We grouped participants into three categories: the first consisted of patients with obesity without diabetes/dyslipidemia (n = 27), the second patients with obesity and type II diabetes (without dyslipidemia, n = 6), and the third patients with obesity and dyslipidemia (without type II diabetes, n = 13). Patients with coexisting diabetes and dyslipidemia were excluded from the analyses. The heatmap visualization showed discrimination between analyzed groups of patients (Fig. 1).

Fig. 1.

Fig. 1

Heatmap of fatty acids percentage share differing significantly among three groups of obese patients (patients with obesity, with obesity and type II diabetes, with obesity and dyslipidemia)

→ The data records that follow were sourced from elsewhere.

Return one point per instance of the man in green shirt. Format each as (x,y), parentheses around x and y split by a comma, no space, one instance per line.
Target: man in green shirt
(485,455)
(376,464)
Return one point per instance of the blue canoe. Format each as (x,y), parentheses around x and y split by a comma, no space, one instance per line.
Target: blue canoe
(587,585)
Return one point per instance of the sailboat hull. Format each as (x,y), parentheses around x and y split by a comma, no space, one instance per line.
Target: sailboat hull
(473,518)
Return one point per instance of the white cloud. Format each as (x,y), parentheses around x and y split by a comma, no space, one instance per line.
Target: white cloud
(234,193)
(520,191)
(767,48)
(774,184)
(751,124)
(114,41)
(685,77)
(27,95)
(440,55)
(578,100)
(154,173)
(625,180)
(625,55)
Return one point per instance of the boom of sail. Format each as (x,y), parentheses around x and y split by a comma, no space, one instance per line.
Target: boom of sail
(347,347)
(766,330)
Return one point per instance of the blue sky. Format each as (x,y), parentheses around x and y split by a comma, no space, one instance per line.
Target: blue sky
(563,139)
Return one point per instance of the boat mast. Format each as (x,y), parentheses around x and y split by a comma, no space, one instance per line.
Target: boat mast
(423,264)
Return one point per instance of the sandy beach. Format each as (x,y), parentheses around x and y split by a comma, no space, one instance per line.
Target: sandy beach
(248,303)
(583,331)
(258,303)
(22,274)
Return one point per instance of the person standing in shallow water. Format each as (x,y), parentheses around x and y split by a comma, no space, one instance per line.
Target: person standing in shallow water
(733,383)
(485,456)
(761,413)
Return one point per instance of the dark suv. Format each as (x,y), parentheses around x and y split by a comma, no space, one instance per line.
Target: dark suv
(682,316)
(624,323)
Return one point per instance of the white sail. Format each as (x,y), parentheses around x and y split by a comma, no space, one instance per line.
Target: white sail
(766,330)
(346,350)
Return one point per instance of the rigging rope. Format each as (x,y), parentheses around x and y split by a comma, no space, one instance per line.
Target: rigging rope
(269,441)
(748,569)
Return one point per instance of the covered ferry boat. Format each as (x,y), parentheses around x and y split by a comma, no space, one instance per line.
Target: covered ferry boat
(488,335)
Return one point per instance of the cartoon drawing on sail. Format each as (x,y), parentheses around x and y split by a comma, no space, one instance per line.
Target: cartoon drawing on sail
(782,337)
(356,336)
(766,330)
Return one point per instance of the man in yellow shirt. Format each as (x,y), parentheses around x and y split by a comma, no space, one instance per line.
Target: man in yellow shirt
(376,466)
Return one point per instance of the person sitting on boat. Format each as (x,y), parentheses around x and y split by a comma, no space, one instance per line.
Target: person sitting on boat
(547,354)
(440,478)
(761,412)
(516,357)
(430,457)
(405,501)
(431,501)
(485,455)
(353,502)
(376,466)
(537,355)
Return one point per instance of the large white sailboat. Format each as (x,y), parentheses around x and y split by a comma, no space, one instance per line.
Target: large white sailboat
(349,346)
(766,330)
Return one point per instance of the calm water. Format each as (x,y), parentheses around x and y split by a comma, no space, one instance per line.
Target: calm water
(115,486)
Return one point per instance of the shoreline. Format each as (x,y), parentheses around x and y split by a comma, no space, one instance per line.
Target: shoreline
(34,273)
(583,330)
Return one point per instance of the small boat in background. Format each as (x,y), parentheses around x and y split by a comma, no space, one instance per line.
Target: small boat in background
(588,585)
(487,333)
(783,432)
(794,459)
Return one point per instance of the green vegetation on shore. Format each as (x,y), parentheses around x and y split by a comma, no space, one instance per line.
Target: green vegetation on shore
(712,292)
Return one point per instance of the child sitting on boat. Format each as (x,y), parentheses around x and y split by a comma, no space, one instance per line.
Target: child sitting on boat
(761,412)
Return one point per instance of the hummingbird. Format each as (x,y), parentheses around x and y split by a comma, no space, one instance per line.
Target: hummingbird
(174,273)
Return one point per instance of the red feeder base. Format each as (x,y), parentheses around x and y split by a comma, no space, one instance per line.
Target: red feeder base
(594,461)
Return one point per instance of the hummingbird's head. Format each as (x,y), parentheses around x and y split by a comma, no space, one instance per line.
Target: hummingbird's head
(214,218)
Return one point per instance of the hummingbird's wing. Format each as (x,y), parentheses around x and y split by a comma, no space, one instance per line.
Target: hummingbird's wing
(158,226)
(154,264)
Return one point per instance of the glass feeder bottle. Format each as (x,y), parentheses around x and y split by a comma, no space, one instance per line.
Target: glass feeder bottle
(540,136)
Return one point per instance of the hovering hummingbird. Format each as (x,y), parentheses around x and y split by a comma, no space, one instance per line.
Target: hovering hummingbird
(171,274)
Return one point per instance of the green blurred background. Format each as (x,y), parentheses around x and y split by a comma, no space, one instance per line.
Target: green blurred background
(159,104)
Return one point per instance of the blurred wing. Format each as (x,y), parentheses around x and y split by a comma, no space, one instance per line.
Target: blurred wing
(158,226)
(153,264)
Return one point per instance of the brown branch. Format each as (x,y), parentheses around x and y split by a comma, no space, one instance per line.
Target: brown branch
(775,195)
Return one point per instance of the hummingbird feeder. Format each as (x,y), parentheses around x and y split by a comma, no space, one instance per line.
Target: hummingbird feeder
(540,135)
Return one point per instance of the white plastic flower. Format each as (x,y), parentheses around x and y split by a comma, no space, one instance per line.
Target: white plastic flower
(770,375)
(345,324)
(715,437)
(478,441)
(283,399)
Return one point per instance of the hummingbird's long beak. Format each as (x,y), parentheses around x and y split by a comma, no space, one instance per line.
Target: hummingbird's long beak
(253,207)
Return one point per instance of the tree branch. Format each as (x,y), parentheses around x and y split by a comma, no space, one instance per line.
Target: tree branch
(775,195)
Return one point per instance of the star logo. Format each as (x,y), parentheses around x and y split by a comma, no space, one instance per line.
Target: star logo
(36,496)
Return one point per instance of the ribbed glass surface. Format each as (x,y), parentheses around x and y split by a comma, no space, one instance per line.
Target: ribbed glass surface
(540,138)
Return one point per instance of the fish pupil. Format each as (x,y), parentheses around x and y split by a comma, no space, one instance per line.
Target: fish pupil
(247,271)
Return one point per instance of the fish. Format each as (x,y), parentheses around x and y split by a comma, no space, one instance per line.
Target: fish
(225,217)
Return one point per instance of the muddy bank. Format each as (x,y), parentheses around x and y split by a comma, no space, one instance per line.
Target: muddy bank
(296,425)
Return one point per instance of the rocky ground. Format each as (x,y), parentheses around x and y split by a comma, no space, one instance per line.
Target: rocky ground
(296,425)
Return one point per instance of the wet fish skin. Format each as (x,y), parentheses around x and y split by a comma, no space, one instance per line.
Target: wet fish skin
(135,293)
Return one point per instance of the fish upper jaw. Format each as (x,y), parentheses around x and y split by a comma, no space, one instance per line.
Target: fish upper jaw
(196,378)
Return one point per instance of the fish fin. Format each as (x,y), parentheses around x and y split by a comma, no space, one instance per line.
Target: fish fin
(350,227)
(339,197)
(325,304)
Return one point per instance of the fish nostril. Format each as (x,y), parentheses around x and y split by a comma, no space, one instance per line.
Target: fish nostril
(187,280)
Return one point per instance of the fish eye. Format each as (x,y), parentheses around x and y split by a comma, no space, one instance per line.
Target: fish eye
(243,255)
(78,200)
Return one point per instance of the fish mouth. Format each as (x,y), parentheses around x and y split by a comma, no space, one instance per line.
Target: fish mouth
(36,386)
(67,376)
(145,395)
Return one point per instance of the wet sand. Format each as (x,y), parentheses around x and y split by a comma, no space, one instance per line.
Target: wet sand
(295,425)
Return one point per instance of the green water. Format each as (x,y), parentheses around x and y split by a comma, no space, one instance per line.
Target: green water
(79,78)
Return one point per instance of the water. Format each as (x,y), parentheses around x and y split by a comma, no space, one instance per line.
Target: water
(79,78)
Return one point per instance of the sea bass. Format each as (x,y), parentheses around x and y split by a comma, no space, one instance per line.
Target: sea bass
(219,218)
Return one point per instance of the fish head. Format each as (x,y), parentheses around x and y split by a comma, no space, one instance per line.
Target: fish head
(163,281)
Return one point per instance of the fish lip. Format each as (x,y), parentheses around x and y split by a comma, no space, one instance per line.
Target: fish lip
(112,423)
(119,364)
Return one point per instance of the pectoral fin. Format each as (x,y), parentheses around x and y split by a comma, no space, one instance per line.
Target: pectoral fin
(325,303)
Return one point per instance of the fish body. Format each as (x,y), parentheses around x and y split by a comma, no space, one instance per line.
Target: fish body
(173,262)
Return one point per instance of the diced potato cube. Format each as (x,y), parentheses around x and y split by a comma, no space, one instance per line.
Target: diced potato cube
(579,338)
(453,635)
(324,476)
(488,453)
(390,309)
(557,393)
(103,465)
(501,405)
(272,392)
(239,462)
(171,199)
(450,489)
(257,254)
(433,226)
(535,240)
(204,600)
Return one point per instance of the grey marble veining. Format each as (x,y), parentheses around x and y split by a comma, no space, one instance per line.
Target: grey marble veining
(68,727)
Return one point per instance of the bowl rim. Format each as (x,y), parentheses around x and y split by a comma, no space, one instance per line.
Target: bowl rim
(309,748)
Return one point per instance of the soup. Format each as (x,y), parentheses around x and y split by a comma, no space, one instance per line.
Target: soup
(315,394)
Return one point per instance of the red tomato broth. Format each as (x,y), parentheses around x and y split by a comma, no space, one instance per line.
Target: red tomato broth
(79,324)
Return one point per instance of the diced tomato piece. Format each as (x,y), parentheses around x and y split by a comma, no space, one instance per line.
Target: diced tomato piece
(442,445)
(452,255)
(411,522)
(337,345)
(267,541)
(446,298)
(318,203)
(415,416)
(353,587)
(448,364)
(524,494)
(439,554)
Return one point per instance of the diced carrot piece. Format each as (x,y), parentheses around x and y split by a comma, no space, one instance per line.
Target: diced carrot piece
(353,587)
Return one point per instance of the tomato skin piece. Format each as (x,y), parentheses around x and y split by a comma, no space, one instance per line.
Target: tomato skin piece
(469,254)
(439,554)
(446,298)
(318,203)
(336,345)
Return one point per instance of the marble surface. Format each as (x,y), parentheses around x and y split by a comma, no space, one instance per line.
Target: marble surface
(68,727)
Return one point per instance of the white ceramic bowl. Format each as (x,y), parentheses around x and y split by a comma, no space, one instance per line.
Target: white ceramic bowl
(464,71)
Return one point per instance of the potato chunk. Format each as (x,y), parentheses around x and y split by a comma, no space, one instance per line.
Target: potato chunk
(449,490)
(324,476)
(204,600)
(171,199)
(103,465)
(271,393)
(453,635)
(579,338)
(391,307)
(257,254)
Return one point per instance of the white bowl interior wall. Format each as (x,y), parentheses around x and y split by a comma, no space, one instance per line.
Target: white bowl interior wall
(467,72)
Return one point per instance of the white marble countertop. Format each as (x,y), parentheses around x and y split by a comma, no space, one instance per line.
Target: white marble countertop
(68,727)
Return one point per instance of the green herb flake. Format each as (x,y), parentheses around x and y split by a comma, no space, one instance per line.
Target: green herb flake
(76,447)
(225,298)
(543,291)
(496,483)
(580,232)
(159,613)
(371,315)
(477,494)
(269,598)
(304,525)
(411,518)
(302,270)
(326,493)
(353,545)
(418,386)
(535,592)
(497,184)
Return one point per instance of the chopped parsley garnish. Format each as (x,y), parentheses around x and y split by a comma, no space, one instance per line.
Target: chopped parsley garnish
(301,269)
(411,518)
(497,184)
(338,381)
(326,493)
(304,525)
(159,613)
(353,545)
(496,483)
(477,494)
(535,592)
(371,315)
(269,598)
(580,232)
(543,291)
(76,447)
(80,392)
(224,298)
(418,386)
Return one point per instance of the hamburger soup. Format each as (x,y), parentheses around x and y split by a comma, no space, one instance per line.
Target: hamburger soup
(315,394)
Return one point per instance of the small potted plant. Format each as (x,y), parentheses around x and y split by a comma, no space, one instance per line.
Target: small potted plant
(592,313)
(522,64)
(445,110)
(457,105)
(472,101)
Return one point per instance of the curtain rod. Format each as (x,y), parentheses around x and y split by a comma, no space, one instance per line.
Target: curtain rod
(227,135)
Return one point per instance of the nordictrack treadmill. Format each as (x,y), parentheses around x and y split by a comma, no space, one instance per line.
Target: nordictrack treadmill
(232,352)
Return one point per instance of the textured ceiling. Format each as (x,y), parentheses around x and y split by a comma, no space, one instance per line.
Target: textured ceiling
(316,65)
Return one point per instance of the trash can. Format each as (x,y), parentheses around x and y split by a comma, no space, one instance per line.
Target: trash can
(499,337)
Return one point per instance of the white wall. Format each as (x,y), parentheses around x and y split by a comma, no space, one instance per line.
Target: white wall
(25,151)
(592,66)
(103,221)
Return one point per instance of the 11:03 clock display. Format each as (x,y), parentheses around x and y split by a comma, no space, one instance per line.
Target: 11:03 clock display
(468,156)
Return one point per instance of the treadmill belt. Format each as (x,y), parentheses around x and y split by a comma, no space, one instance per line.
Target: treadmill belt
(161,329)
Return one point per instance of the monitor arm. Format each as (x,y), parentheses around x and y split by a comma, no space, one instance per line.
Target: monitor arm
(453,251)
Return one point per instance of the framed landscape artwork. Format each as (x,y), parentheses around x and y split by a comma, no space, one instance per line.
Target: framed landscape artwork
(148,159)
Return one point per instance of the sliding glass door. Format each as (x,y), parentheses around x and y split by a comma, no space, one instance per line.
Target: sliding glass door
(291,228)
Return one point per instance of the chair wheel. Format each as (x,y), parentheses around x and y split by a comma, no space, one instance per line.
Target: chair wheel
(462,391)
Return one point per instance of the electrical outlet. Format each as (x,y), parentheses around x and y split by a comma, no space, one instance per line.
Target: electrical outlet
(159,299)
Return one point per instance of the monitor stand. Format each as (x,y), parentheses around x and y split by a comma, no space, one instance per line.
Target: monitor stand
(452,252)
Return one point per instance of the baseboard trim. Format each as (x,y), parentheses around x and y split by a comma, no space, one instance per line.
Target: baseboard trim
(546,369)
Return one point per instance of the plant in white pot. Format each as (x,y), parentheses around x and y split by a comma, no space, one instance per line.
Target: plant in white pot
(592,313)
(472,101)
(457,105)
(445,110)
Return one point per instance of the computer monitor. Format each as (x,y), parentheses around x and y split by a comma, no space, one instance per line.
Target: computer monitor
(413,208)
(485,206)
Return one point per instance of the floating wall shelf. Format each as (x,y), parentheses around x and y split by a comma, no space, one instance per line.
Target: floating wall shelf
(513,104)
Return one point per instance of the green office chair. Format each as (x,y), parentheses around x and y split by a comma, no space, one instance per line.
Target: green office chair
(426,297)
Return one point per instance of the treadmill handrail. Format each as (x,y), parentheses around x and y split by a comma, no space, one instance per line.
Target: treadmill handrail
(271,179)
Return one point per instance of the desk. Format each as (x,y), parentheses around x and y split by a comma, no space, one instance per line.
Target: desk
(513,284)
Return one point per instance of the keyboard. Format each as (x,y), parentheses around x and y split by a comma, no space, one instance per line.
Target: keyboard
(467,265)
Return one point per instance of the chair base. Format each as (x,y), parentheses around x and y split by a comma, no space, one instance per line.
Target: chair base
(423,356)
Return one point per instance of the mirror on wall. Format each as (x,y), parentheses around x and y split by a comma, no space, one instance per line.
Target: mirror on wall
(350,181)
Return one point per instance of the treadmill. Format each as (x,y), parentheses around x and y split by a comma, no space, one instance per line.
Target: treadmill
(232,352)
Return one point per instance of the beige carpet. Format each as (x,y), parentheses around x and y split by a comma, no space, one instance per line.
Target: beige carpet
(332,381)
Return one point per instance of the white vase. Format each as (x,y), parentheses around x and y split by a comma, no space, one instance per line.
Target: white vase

Patients with extreme obesity and diabetes showed significantly higher percentages of the following fatty acids, C20:2 (eicosadienoic), C18:3 n-3 (ALA, α-linolenic), DHA (docosahexaenoic), C20:0 (arachidic), C14:0 (myristic), and C20:3 n-3 (eicosatrienoic), which distinguished them from others (Fig. 1). Likewise, they had significantly higher average total percentages of n-3 acids (∑n-3% = 2.47 ± 0.65) than obese non-diabetic patients (∑n-3% = 1.71 ± 0.63%; p = 0.01) and lower n-6/n-3 fatty acid ratio than obese non-diabetic patients (10.66 ± 2.75 vs. 16.78 ± 5.09; p < 0.01). The above relationships could be due to the fact that patients with type II diabetes more often implemented healthy lifestyle and diet principles, which, apart from pharmacotherapy, are the basis for treatment of type II diabetes, and this may have had a positive effect on the fatty acid profile in these patients. However, patients with diabetes were characterized by statistically significantly higher body weight, and higher IL-6, fasting glucose, glycated hemoglobin levels than patients without type II diabetes (data not shown).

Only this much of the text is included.